The scores we require
- IELTS: 6.5 overall. Writing 7.0. No other subscore lower than 5.5.
- Pearson Test of English: 61 overall. Writing 69. No other subscore lower than 51.
- Trinity College London Integrated Skills in English (ISE): ISE III.
- Cambridge English: Advanced (CAE) grade C.
- TOEFL ib: 88 overall, with Reading 18 Listening 17 Speaking 20 Writing 26.
Country-specific requirements
For more information about country-specific entry requirements for your country please see here .
Many of our PhD graduates have gone on to successful academic careers in tertiary and secondary education. Others have obtained posts at the British Library, Shakespeare’s Globe and a wide variety of museum, curation and arts management projects. Some practice-based graduates now work in Creative Writing posts in academic institutions, and many have published successful (and in many cases award-winning) novels and books of poetry.
Fees & funding
Home (UK) students tuition fee per year*: £4,786
EU and international students tuition fee per year**: £23,400
Other essential costs***: There are no individual costs greater than £50 per item.

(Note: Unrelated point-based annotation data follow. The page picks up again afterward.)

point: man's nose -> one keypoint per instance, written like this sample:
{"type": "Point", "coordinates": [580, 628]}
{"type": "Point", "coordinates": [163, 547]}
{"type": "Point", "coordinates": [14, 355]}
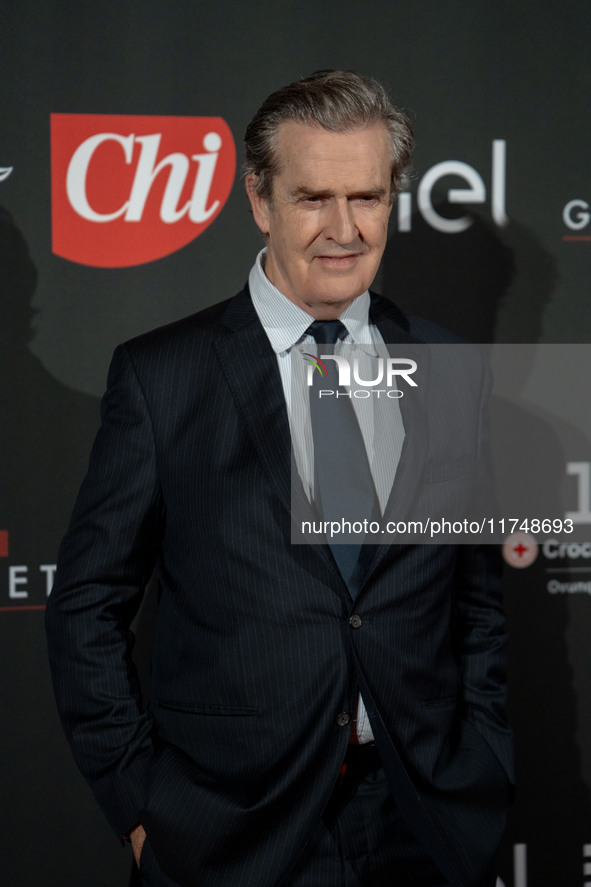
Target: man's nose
{"type": "Point", "coordinates": [341, 225]}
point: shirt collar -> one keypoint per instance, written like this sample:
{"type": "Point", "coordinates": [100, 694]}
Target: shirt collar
{"type": "Point", "coordinates": [285, 323]}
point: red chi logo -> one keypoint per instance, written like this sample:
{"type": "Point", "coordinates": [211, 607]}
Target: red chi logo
{"type": "Point", "coordinates": [127, 189]}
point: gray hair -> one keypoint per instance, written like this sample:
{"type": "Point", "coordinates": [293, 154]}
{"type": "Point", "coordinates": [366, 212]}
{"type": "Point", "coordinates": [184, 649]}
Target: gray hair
{"type": "Point", "coordinates": [336, 101]}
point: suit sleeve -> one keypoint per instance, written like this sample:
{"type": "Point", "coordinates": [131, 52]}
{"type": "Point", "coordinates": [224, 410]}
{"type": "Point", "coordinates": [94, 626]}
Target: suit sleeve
{"type": "Point", "coordinates": [480, 628]}
{"type": "Point", "coordinates": [103, 566]}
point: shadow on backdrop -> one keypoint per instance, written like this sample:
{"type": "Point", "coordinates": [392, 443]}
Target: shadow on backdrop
{"type": "Point", "coordinates": [489, 286]}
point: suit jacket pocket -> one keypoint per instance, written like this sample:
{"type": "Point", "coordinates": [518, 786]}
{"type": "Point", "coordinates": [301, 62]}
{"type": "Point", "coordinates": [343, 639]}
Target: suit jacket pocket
{"type": "Point", "coordinates": [208, 708]}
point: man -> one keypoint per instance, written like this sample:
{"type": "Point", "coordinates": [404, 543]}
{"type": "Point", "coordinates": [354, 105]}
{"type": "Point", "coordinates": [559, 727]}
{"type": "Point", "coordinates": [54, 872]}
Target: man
{"type": "Point", "coordinates": [309, 724]}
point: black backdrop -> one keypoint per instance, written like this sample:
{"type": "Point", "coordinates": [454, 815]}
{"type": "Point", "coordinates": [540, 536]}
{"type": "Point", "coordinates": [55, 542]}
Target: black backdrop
{"type": "Point", "coordinates": [471, 74]}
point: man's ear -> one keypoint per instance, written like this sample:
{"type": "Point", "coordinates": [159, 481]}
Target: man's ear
{"type": "Point", "coordinates": [259, 205]}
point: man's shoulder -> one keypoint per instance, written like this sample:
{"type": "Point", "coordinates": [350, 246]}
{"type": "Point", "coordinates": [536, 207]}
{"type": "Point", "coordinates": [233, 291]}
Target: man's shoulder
{"type": "Point", "coordinates": [411, 326]}
{"type": "Point", "coordinates": [193, 331]}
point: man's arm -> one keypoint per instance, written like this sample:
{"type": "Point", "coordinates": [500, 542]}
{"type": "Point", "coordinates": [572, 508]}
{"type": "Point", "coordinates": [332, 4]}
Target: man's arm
{"type": "Point", "coordinates": [104, 563]}
{"type": "Point", "coordinates": [479, 625]}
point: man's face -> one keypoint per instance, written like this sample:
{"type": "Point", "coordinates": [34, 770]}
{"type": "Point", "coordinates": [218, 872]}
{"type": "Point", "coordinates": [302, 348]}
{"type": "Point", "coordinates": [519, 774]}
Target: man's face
{"type": "Point", "coordinates": [326, 225]}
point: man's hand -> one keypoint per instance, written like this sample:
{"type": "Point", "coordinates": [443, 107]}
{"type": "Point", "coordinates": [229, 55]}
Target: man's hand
{"type": "Point", "coordinates": [137, 836]}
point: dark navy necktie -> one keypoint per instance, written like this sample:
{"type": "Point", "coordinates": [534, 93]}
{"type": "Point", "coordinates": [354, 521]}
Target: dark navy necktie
{"type": "Point", "coordinates": [344, 490]}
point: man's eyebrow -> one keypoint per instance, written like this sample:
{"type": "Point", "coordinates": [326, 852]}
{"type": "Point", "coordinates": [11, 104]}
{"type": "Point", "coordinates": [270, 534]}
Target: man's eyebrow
{"type": "Point", "coordinates": [304, 191]}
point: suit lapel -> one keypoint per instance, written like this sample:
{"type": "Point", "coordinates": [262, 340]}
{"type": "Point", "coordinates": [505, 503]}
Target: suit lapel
{"type": "Point", "coordinates": [393, 327]}
{"type": "Point", "coordinates": [250, 366]}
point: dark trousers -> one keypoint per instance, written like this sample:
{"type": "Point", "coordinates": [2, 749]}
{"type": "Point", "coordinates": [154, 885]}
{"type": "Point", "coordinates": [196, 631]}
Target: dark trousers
{"type": "Point", "coordinates": [361, 840]}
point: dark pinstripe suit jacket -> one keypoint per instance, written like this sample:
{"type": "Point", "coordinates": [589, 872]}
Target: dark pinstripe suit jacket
{"type": "Point", "coordinates": [232, 764]}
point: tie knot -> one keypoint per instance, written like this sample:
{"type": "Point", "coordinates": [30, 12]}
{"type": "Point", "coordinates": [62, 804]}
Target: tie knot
{"type": "Point", "coordinates": [327, 332]}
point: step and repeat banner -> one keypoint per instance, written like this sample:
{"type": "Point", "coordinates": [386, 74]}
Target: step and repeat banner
{"type": "Point", "coordinates": [122, 208]}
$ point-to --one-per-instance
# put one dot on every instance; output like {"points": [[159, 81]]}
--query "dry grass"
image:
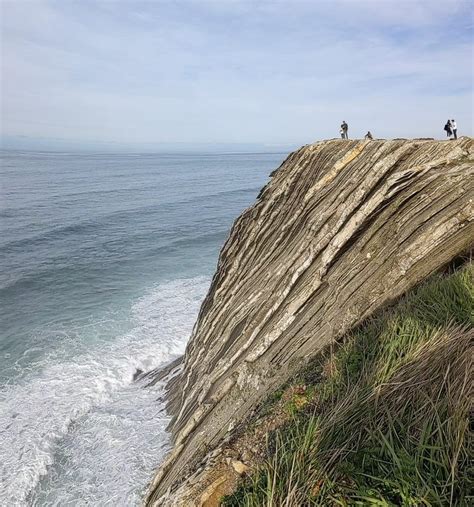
{"points": [[391, 426]]}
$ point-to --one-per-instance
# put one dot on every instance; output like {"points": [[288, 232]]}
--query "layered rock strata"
{"points": [[342, 228]]}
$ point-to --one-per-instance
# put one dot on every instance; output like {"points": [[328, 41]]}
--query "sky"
{"points": [[132, 75]]}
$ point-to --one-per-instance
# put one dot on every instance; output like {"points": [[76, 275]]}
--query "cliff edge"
{"points": [[342, 229]]}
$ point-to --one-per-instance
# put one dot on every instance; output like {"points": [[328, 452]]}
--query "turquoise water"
{"points": [[104, 261]]}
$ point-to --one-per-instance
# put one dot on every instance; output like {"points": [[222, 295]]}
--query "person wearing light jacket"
{"points": [[454, 128]]}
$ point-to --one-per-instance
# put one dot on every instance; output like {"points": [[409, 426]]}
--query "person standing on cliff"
{"points": [[447, 127], [344, 128], [454, 128]]}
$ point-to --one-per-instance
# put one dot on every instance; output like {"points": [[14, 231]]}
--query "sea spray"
{"points": [[81, 432]]}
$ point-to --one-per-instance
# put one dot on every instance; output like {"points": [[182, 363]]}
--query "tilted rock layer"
{"points": [[343, 228]]}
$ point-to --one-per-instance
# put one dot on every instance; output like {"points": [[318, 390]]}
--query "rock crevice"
{"points": [[342, 228]]}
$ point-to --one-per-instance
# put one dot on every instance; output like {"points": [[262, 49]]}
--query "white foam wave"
{"points": [[81, 432]]}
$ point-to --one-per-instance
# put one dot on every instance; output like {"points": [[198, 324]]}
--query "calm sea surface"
{"points": [[104, 261]]}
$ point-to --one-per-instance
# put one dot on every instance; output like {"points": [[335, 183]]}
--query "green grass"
{"points": [[388, 422]]}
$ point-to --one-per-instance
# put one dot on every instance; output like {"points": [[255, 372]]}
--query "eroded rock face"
{"points": [[342, 228]]}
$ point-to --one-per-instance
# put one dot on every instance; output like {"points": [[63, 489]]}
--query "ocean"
{"points": [[104, 262]]}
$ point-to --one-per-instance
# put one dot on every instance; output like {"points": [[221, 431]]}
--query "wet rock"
{"points": [[341, 229]]}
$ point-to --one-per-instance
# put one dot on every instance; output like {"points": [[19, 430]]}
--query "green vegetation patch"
{"points": [[384, 419]]}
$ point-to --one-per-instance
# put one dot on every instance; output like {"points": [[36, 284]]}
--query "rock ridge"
{"points": [[341, 229]]}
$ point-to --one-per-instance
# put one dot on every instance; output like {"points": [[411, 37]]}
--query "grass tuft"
{"points": [[388, 421]]}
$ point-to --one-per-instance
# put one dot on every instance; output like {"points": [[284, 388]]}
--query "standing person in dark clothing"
{"points": [[447, 127], [344, 128], [454, 128]]}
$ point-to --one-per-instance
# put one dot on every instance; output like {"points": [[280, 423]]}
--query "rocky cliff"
{"points": [[343, 228]]}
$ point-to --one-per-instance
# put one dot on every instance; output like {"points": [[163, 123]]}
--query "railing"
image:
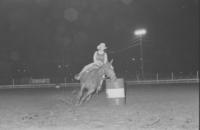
{"points": [[128, 82]]}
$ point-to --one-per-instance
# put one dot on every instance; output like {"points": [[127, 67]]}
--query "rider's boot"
{"points": [[77, 77]]}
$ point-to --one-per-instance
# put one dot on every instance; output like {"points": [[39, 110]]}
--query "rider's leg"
{"points": [[83, 70]]}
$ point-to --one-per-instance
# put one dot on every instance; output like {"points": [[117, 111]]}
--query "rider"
{"points": [[100, 57]]}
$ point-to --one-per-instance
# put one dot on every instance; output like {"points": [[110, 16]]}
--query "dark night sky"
{"points": [[45, 33]]}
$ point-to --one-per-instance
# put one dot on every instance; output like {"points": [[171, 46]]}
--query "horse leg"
{"points": [[87, 96], [99, 87], [80, 94]]}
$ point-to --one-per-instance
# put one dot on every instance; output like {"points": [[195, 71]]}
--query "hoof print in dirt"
{"points": [[30, 117]]}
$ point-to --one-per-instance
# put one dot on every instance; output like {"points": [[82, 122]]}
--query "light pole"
{"points": [[140, 33]]}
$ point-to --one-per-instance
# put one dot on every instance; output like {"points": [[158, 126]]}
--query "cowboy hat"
{"points": [[101, 46]]}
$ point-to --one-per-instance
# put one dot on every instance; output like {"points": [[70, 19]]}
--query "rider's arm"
{"points": [[95, 57], [105, 58]]}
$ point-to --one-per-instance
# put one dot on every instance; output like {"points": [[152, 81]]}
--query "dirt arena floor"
{"points": [[148, 107]]}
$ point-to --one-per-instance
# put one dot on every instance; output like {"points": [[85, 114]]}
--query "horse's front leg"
{"points": [[87, 96], [80, 94], [99, 87]]}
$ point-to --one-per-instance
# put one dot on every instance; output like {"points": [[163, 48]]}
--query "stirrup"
{"points": [[77, 77]]}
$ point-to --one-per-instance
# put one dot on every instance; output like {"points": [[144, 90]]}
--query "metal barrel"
{"points": [[115, 91]]}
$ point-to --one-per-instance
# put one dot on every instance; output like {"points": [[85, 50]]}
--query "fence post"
{"points": [[157, 76], [65, 81], [172, 74], [13, 83]]}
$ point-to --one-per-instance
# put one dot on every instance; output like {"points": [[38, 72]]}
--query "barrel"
{"points": [[115, 92]]}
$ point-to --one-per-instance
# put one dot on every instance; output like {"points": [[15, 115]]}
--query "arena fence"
{"points": [[127, 82]]}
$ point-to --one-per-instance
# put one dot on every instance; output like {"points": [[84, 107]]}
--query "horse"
{"points": [[92, 81]]}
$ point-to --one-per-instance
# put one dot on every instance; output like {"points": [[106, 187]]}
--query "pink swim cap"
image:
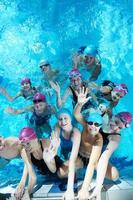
{"points": [[38, 97], [74, 72], [27, 134], [25, 80], [122, 89], [125, 117]]}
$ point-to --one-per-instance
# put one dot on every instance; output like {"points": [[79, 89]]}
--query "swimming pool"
{"points": [[35, 30]]}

…How do I pay for it? Find out more about funding options, including loans, grants, scholarships and bursaries.
* and ** These tuition fees apply to students enrolled on a full-time basis in the academic year 2024/25.
* Please note that for research courses, we adopt the minimum fee level recommended by the UK Research Councils for the Home tuition fee. Each year, the fee level is adjusted in line with inflation (currently, the measure used is the Treasury GDP deflator). Fees displayed here are therefore subject to change and are usually confirmed in the spring of the year of entry. For more information on the Research Council Indicative Fee please see the UKRI website.
** This figure is the fee for EU and international students starting a degree in the academic year 2024/25.
Royal Holloway reserves the right to increase all postgraduate tuition fees annually, based on the UK’s Retail Price Index (RPI). Please therefore be aware that tuition fees can rise during your degree (if longer than one year’s duration), and that this also means that the overall cost of studying the course part-time will be slightly higher than studying it full-time in one year. For further information, please see our terms and conditions .
*** These estimated costs relate to studying this particular degree at Royal Holloway during the 2024/25 academic year and are included as a guide. Costs, such as accommodation, food, books and other learning materials and printing, have not been included.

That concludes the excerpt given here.